L'article de Lénine démontre comment la question de la guerre n'est pas un problème indifférent aux débats des deux premières Internationales, le problème y est constamment envisagé. Il affirme que le combat contre la guerre est une composante essentielle avec le combat contre l'exploitation économique de la lutte du prolétariat pour mettre à bas le capitalisme. Mais mieux encore, contre tous les juges modernistes et contre-révolutionnaires de l'histoire qui se lamentent à dessein sur l'impuissance et la faillite de la 2e Internationale face à la guerre mondiale, Lénine démontre que le coeur du combat des Internationales a été maintenu, même après leur disparition ou leur faillite, par le noyau de militants qui n'avaient cessé de combattre l'opportunisme des futurs traîtres chauvins. C'est cette continuité et pugnacité du combat qui ont permis de renforcer l'éruption du prolétariat révolutionnaire contre la guerre en 1917 et de constituer la 3e Internationale.
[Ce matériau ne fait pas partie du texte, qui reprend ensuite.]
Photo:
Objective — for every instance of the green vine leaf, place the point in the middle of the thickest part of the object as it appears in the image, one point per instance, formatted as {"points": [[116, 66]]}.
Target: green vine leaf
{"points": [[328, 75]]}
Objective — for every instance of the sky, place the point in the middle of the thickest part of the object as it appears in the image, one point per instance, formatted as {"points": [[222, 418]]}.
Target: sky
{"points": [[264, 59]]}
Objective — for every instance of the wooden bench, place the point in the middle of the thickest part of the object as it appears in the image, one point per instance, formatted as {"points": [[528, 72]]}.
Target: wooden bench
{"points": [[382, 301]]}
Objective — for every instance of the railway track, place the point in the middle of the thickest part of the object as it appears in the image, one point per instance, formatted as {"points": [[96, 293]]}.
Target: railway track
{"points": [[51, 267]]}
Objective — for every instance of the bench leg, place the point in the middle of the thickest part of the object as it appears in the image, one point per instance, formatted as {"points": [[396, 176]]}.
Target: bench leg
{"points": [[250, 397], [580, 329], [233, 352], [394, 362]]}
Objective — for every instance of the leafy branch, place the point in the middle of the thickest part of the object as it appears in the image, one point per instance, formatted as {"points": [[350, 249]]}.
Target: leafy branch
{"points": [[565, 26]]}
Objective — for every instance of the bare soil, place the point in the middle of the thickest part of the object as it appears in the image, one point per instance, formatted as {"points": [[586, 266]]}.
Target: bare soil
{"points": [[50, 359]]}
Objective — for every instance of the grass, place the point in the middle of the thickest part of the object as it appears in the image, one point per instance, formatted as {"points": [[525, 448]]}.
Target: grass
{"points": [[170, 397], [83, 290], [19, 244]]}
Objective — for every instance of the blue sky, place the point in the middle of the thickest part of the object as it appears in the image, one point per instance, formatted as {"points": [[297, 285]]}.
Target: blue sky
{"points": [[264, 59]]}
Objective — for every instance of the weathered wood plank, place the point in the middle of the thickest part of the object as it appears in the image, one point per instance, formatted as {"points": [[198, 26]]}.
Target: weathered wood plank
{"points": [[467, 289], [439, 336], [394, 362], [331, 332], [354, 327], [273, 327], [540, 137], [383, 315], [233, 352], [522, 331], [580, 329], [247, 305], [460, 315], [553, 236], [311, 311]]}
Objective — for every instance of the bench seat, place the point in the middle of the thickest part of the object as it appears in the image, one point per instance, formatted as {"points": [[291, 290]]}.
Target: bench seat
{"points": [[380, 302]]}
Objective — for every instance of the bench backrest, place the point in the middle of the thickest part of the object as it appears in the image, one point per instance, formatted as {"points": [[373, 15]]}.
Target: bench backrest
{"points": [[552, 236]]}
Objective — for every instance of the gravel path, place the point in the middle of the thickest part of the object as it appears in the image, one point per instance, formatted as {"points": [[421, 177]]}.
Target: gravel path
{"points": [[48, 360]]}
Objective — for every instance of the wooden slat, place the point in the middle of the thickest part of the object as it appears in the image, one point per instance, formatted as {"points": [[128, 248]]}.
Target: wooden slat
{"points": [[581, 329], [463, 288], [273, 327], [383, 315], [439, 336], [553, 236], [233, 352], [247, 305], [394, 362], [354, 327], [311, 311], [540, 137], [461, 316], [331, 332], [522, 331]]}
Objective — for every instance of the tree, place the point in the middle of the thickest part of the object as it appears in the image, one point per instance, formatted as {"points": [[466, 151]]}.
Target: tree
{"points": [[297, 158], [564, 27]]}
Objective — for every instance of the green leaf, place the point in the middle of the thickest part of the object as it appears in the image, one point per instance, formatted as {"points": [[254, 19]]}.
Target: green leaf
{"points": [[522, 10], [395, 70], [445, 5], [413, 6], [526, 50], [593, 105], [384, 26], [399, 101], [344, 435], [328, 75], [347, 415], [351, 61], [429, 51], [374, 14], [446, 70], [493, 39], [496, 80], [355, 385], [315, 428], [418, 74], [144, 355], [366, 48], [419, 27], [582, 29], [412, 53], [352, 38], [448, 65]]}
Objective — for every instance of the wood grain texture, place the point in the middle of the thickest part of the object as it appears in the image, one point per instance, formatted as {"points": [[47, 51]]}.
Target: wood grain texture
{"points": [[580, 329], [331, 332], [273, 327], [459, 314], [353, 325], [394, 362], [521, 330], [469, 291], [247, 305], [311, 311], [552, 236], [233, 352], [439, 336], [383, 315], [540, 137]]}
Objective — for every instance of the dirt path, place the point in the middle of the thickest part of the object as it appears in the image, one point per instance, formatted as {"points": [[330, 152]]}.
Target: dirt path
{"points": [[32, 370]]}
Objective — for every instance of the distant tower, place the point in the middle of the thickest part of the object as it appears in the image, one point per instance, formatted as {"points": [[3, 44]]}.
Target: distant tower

Ainsi, même dans une période aussi dramatique, une poignée de révolutionnaires, seuls héritiers de la tradition marxiste bafouée, a prouvé que ce n'est qu'en maintenant le flambeau de l'Internationalisme contre les social-chauvins qui les accusaient de défendre des conceptions "surannées", qu'il était possible de se préparer à mettre fin à la guerre par la perspective de la révolution.
Il n'est pas vrai que l'Internationale ait consacré trop peu d'attention au problème de la guerre. Presque tous les congrès internationaux s'en sont occupés. Un rappel des faits suffira. L'ancienne Internationale a consacré à ce problème deux résolutions en deux congrès. La 2e Internationale s'y est arrêtée dans huit congrès et huit résolutions. Elle a, en outre, traité, dans cinq résolutions, la question coloniale.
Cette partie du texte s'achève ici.